Der Mobilfunkvertreter macht kein Hehl daraus, dass für den Betreiber natürlich der wirtschaftliche Nutzen mit im Vordergrund steht: "Wenn sich für uns der Ausbau in einem 1000 Seelen-Dorf nicht rentiert, müssen schon sogenannte Sonderziele wie hohes gewerbliches oder touristisches Aufkommen greifen, damit ein Ausbau erfolgt."

Eine Möglichkeit, die vor allem kleinere Kommunen beim Schließen der Netzlücken in Betracht ziehen sollten, ist die Versorgungsförderung. Dabei ist bis zu 80 Prozent Unterstützung erlaubt, die restlichen 20 Prozent müssen von der Gebietskörperschaft getragen werden. Diese erfolgt eben durch die Vermietung an die Mobilfunkbetreiber. MdB Holmeier beschwichtigt die Runde, nicht allzu kritisch zu sein. Schließlich stelle die momentane Planung nur einen Zwischenschritt dar: "Da ist noch Einiges an Bewegung drin." Im Landkreis Schwandorf sei der Anschluss in Zeinried nahe der B 22 bereits in Betrieb, vier weitere Anschlüsse seien in Planung. Bis zum Sommer 2018 sollen die endgültigen Standorte für die beiden Landkreise feststehen, bis dahin werden noch weitere Gebiete von Vodafone, Telekom und Telefonica erschlossen.
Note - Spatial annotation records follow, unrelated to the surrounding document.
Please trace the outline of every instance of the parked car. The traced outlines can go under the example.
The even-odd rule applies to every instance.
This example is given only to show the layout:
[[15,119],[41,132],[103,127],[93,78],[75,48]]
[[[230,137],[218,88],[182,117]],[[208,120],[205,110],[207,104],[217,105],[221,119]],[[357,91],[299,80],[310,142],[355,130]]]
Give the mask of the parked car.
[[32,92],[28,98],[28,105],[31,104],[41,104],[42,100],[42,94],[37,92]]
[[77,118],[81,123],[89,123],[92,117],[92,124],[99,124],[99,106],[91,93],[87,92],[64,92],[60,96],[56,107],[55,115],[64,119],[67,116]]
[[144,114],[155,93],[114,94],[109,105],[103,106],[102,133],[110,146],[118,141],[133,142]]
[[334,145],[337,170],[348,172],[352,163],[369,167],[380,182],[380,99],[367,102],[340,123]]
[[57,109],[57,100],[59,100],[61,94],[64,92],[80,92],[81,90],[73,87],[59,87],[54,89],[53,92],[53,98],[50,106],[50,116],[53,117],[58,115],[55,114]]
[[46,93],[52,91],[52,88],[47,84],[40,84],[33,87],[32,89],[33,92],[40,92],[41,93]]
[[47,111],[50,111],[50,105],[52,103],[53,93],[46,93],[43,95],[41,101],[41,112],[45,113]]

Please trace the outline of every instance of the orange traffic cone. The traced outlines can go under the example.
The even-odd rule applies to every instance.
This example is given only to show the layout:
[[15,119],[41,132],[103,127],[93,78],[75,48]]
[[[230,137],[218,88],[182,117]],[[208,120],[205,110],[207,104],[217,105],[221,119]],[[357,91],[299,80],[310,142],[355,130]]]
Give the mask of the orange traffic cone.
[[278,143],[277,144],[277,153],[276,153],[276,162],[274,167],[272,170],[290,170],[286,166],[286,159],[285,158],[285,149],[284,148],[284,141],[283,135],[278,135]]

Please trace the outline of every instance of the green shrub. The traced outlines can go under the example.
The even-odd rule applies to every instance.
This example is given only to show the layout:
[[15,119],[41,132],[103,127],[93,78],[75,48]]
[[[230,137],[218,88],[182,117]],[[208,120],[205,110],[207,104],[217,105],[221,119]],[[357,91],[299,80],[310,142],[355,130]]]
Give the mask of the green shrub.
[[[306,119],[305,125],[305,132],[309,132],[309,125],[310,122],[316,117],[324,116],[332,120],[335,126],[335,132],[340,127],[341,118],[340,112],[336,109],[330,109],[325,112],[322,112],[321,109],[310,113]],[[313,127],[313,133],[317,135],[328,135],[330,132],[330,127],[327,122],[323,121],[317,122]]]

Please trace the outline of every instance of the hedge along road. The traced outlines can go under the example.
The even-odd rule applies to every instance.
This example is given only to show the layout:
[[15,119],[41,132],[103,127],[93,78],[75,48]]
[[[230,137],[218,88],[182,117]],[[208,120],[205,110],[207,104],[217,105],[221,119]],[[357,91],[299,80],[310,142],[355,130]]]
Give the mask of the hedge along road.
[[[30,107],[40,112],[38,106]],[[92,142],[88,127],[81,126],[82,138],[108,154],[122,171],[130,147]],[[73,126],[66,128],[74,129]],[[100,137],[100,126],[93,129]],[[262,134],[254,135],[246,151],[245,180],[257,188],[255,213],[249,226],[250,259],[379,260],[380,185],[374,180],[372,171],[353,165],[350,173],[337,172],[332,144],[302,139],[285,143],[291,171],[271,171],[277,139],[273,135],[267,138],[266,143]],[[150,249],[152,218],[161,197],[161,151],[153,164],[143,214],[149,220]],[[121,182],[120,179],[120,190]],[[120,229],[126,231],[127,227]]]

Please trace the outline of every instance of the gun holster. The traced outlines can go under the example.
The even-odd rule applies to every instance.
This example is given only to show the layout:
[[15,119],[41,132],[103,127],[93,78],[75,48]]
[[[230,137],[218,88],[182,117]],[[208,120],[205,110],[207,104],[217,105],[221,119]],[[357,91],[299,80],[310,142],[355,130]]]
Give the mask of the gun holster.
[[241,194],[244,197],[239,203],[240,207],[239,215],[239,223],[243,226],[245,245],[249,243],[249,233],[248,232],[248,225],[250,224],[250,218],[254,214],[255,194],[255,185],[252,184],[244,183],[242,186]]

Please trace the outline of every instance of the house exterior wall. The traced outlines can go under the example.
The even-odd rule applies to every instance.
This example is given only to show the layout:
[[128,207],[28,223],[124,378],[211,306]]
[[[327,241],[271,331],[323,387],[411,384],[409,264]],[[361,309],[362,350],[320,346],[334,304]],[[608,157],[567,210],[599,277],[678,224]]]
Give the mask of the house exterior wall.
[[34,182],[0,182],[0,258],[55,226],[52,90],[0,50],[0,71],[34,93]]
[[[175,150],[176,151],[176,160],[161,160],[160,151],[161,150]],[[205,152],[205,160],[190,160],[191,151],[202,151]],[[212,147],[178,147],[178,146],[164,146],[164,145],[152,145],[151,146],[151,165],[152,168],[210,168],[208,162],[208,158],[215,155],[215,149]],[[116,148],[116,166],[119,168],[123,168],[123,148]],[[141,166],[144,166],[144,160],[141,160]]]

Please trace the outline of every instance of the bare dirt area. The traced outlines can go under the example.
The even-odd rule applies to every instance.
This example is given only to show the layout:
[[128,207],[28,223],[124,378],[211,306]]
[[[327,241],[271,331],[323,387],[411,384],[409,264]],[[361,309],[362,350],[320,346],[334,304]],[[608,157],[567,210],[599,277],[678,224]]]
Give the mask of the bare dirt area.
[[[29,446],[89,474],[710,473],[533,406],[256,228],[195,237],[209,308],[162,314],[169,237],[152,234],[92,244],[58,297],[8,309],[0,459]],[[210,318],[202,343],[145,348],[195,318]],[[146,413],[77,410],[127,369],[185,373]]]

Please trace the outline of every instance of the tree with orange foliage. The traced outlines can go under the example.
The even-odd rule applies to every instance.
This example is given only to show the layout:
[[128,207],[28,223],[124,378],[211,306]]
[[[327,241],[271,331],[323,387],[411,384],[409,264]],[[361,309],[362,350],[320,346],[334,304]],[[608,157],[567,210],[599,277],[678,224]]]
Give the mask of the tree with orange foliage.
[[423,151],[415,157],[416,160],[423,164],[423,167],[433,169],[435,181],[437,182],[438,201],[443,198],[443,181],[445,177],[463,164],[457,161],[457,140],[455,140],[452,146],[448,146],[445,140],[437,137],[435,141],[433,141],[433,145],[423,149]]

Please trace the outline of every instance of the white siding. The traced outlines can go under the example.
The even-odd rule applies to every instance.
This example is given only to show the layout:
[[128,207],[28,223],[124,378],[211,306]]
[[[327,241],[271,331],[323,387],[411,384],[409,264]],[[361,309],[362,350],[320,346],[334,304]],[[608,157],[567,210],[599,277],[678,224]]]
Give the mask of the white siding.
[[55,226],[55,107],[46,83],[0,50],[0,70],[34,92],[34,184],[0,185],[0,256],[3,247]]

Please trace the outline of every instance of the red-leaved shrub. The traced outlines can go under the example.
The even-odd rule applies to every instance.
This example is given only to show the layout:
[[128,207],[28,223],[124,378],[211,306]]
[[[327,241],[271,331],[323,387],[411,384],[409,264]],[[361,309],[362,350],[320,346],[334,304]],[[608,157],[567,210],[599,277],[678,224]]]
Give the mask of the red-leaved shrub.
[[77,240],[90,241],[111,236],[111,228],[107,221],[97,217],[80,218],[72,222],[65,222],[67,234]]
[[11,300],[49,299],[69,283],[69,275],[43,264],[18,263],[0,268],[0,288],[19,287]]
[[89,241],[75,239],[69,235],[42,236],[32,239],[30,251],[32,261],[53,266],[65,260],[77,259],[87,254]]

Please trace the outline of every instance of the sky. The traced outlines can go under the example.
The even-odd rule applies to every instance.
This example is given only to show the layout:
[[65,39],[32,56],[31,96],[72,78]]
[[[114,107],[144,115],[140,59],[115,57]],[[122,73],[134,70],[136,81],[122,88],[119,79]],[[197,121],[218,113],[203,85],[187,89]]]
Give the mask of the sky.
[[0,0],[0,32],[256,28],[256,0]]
Eine Deckungsgleichheit der Betreiber in allen Orten sei unwahrscheinlich.

Die Verhandlungen mit der tschechischen Bundesnetzagentur, um eine Lösung für die Versorgung der Grenzgebiete zu erlangen, würden auf Hochtouren laufen, bestätigte Schilling. Weitere Veranstaltungen mit den Betreibern Telekom und Telefonica sind für Herbst geplant.